In recent years, ECO has observed, with concern, the negotiations on the future of the Adaptation Fund (AF) in the post-2020 agreement.

Among all of the financial mechanisms under the Convention, the AF has made unique progress. The AF plays an important role in the climate finance landscape by providing funding for small-scale adaptation projects. It now has a portfolio of 50 such projects, enabled especially through its direct access modality. Furthermore, the AF has successfully accredited 20 national implementing entities (NIEs) and helped build local capacity. The AF’s wings should not be clipped.

Unfortunately, the Co-Chairs’ earlier draft text did not recognise these achievements, and failed to paint a clear picture of the AF in the future finance architecture. Thanks to the last surgical insertions, the new version contains a good proposal featuring the AF as a key instrument of the Financial Mechanism.

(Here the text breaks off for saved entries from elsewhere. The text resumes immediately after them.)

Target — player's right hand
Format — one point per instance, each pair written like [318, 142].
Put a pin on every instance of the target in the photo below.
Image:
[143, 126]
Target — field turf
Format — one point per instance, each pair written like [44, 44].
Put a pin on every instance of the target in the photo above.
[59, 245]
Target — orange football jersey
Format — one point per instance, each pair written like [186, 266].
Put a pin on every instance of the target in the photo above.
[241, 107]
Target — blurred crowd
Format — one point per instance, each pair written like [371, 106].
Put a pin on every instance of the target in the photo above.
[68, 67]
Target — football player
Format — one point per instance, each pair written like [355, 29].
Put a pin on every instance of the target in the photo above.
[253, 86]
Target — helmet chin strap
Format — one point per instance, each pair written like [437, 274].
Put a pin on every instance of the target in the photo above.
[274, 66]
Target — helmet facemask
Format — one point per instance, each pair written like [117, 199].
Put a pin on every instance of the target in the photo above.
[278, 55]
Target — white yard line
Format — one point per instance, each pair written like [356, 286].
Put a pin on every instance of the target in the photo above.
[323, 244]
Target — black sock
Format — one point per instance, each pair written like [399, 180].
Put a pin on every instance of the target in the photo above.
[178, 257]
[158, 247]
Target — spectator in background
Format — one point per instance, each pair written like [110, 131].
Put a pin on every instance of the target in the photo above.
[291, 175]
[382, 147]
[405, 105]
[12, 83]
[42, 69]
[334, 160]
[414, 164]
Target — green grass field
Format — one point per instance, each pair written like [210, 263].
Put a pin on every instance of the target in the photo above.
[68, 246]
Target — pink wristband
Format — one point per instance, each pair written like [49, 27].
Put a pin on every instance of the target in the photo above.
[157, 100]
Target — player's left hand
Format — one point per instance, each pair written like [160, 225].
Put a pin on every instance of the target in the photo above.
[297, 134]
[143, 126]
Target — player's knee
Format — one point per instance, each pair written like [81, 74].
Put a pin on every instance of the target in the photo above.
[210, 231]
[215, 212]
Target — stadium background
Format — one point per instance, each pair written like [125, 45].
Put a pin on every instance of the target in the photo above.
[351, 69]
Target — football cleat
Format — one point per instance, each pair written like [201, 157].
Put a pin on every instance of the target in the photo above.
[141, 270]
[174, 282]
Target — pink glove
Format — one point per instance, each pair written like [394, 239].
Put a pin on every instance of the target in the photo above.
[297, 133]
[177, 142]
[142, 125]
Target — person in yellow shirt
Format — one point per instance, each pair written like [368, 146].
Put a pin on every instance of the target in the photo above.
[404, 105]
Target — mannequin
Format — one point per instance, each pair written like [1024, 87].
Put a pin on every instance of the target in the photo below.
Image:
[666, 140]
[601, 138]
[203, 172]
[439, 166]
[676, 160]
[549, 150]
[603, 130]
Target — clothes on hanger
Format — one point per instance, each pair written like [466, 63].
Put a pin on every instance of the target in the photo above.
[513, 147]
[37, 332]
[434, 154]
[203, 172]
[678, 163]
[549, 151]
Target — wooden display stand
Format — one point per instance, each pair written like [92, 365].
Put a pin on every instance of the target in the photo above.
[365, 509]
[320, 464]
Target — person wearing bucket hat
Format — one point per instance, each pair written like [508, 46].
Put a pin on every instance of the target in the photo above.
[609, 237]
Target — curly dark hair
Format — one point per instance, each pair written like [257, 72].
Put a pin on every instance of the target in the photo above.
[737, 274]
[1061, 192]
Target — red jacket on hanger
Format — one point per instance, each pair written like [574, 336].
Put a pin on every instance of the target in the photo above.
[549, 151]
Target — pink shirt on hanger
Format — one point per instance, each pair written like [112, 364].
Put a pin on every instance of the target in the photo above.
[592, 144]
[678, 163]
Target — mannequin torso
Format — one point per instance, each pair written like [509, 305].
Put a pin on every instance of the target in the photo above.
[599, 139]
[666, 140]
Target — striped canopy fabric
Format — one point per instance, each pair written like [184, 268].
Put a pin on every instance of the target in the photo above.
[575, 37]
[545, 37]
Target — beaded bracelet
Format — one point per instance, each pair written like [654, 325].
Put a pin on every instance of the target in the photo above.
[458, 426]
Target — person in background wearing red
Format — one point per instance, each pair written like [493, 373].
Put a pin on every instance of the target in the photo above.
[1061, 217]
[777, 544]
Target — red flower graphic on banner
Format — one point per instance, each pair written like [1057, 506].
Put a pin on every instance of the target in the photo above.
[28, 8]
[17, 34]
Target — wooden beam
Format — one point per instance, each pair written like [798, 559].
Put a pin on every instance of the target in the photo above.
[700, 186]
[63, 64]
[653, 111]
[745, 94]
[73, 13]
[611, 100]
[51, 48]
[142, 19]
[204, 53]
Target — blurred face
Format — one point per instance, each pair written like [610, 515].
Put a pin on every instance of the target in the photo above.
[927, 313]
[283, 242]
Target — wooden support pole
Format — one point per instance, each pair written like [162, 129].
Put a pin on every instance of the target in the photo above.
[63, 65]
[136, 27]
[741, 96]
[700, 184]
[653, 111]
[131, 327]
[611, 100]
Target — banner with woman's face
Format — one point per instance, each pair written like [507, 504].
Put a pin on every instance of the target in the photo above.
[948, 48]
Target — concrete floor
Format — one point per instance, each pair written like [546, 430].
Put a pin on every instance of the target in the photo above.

ECO feels warm and fuzzy about the proposal by the African Group. Currently, adaptation finance is in crisis. Any enhanced action on adaptation requires contributions of all funds, particularly the AF. The AF can help recipient countries to implement their NAPs and their INDCs. Despite the scarcity of the resources, the Fund’s board received an unprecedented 15 proposals (including the first regional programmes) at its last meeting. The demand for and relevancy of the AF is real.

This burgeoning interest should be understood as a call for more pledges to help the Fund reach the fundraising target of US$100 million by COP21. However, this remains only a short-term solution. The long-term solution would be granting the AF a specific mandate under the new agreement. As the AF is a fund where all developing countries are eligible for financing in principle, it is a powerful tool for advancing the adaptation debate across the globe. Within a few years, the AF has pioneered a robust direct access and operationalised a streamlined and rapid project cycle that enables developing countries to maintain full ownership throughout project implementation and ensure monitoring and transparency at each stage.

A division of labor between the AF and GCF is needed in order to enhance complementarity and reduce the recipient countries’ burden in accessing the funds. ECO reckons that the new agreement should build on well-functioning institutions with proven track records, instead of dedicating all adaptation resources to a newly established Fund to meet the needs of the vulnerable countries. Given the GCF is well-resourced for some time and still has to learn how to spend money on effective adaptation, COP21 could also send an important signal through new financial pledges for the AF—and the Least Developed Countries Fund.